The potential for comic books to serve as chronicles of natural life has gone largely unexplored, but Maggie Umber’s new graphic novel Sound Of Snow Falling (2dcloud) seeks to change that with its silent journey through a forest landscape over the course of a year. Following two great horned owls, this book takes a documentarian approach to the setting and its animal inhabitants, aiming to capture the behavior of these creatures as factually as possible. The foreword by owl researcher James Duncan reinforces that all of the material in these pages is an accurate representation of nature, and Umber has diligently researched books and live footage to bring these creatures to life on the page.

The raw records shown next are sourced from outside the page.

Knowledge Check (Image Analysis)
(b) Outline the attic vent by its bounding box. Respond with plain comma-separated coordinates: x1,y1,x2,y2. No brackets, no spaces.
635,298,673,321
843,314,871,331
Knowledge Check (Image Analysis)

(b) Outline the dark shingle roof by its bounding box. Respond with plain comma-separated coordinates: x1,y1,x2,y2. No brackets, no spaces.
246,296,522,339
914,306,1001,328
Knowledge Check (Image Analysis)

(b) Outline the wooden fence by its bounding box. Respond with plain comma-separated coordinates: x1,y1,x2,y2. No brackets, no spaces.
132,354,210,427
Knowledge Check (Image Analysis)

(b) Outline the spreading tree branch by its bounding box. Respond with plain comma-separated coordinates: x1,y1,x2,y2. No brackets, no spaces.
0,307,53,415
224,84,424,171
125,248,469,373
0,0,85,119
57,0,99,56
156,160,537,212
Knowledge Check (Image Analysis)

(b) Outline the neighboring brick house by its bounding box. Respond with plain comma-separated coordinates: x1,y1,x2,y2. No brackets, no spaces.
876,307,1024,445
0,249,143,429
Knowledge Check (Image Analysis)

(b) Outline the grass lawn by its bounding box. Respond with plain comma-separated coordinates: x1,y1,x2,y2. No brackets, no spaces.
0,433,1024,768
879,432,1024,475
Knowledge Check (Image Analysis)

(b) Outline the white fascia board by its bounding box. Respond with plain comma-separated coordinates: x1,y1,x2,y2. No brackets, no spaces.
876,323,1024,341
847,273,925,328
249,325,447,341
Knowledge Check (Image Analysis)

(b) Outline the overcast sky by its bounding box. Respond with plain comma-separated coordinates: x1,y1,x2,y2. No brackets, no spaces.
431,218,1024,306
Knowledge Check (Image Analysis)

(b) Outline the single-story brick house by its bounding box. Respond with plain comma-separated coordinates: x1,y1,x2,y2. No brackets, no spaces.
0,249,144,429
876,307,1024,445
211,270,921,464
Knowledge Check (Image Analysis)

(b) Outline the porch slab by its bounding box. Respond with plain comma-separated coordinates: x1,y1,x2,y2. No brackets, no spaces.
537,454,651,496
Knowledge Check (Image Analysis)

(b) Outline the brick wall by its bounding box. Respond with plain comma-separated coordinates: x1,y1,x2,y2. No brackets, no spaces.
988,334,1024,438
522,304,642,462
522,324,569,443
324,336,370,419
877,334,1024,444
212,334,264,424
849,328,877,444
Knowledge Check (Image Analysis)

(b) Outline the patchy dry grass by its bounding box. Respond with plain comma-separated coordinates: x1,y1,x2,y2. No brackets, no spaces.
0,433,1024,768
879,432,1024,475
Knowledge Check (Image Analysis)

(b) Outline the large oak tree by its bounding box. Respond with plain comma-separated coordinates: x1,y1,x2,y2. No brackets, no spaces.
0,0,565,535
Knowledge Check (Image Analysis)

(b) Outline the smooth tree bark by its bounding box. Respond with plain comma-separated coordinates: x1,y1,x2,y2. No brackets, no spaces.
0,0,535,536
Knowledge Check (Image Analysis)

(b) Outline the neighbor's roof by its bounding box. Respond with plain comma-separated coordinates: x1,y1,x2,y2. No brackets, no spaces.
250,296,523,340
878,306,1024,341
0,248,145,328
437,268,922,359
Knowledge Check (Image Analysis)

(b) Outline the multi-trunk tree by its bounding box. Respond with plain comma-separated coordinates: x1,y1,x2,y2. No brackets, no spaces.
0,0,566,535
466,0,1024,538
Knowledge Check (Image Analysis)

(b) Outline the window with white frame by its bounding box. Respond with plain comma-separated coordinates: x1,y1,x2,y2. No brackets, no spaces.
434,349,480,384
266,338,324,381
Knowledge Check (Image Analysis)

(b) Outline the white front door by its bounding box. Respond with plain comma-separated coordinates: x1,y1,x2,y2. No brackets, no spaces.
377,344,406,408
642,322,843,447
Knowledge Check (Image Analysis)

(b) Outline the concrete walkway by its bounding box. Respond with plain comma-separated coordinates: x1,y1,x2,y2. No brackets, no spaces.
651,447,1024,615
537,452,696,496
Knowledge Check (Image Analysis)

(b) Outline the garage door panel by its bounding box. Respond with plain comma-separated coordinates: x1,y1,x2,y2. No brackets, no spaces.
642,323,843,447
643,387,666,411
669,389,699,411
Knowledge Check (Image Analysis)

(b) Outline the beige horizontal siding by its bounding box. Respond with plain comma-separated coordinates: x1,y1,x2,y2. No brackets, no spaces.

Anyone irritated by the personification of animals in nature documentaries will appreciate Umber’s approach to depicting the lives of her pair of owls. She doesn’t attempt to create a deeper plot, although a subtle narrative does develop, dealing with the primal idea of survival in an environment that changes with the seasons. Umber is more concerned with individual moments: how the owls dress their nest, how they hunt, how they interact with each other, their chicks, and other denizens of the forest. It’s a challenge to capture the subtleties of animal movement without exaggerating them, but Umber brings a vitality to these creatures that pulls the reader into their world and their experience.
There are moments when it can be difficult to discern the shape of the figures, but given how well camouflaged these birds are, that feels like an intentional choice. Umber recognizes that part of the mystique of these animals is how they appear to become one with their surroundings, fading in and out of sight. While Umber largely sticks to conventional panel layouts, there’s a specific moment where she’s more playful with how she presents information. After the female owl lays her eggs, the development of those fetuses is presented in a diagram paired with another diagram showing the cycles of the moon, depicting the passage of time while connecting the growth of the tiny owls to a cosmic routine.
Animals go extinct, and while there’s currently plenty of filmed footage of the animal kingdom, it requires some sort of equipment to be viewed. That’s not the case with a graphic novel, and all a reader needs to do is pick up this book to discover a part of nature they may have never seen before. It takes a lot of work to achieve that realism on the page while still evoking the grace of these creatures, and Sound Of Snow Falling shows how the comic-book medium can reveal the finer details of the natural world.